The trial judge, in his instructions to the jury, said, "This case is very simple in a way, because all that you are called upon to do is to determine whether the plaintiff has given you the facts as they occurred, or whether the defense. If the plaintiff, then he is undoubtedly entitled to a verdict at your hands. If the defendant, then the plaintiff is not entitled to a verdict and your verdict ought simply to be a verdict for the *Page 169 defendant. ..... If the plaintiff struck the first blow, as the defense says he did, then the defendant ought to have the verdict. If the defendant struck the only blow as plaintiff says he did, then the plaintiff is entitled to a verdict." That was a clear and fair statement of the issues involved, which could not have been misunderstood by the jury. After the charge, counsel were asked if additional instructions were desired. The attorney for the appellant said, "Only this, your Honor. Self defense, I take it, is such defense as seems reasonable to the defendant under the circumstances." The judge again told the jury that if the testimony of the defendant was adopted, that he was struck by the plaintiff when he was close by him, then the blow which the defendant struck was an act in self defense.

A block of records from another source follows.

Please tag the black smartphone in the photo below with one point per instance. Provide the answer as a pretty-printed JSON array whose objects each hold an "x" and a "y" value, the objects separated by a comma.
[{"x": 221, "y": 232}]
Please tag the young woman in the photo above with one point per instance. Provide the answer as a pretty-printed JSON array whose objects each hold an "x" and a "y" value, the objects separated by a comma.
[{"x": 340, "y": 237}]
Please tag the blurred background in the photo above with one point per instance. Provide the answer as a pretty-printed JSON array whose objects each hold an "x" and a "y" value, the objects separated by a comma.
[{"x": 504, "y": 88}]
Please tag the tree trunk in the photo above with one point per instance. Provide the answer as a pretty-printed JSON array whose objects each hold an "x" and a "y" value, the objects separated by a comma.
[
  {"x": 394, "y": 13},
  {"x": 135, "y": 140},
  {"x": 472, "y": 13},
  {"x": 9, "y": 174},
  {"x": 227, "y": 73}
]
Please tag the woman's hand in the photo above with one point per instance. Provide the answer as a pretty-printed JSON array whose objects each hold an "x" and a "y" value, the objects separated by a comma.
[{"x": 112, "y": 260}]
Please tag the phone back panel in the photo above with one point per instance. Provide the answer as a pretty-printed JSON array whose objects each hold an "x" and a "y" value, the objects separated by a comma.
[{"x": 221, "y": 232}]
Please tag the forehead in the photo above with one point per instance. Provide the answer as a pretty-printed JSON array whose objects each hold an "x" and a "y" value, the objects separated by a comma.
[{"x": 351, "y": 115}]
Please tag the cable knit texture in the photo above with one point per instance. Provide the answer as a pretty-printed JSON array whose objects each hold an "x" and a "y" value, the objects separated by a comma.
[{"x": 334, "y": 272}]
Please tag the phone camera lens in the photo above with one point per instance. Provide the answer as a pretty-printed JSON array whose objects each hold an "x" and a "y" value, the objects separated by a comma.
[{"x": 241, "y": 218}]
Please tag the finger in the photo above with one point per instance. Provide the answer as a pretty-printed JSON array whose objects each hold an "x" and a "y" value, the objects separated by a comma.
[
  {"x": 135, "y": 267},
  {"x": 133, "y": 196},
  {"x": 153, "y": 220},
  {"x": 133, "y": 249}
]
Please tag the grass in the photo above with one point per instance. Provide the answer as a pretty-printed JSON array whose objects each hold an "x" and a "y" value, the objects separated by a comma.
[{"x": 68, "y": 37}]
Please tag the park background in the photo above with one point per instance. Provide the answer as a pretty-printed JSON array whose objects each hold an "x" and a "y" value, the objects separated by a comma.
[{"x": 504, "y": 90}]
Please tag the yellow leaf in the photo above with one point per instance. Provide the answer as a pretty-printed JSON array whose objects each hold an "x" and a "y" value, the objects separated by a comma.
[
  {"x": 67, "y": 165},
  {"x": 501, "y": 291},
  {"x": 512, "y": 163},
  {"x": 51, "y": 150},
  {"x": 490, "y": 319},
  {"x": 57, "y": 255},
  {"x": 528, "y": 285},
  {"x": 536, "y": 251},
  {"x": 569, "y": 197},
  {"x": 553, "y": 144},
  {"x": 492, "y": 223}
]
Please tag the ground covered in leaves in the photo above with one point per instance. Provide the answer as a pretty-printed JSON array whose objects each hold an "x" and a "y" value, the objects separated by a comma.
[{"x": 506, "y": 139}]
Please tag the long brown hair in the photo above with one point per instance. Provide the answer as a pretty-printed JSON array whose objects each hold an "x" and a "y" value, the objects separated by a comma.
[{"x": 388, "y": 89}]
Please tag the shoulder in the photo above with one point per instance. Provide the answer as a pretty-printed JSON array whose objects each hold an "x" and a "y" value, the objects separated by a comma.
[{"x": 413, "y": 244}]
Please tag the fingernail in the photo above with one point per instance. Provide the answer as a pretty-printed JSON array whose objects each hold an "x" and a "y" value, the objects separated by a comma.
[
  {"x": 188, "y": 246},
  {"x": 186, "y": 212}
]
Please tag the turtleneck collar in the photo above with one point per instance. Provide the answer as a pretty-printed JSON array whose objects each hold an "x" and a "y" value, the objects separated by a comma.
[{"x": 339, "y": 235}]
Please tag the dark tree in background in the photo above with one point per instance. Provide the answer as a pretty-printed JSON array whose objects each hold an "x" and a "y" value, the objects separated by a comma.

Thereupon, the appellant's counsel said, "That covers it."
Taking the instructions as a whole, we find no such material misdirection as would warrant a reversal on that ground.
It is contended further on the part of the appellant that the charge respecting the damages materially prejudiced the defendant. The statement of question involved asks us to decide only whether the court erred in its instructions respecting the duty of a person to retreat when attacked, to which the scope of this appeal is confined: Morrow-Smith Co. v. Cleveland Traction Co., 296 Pa. 377. Nevertheless, we have examined the charge and find that the court correctly advised the jury as to the proper elements of damage. The injury inflicted was of a very serious and painful nature, and, if the plaintiff's evidence is to be believed, it caused a deformity of the nose which would require a very expensive operation to correct.
A careful review of the entire record fails to disclose any just reason for interfering with the verdict.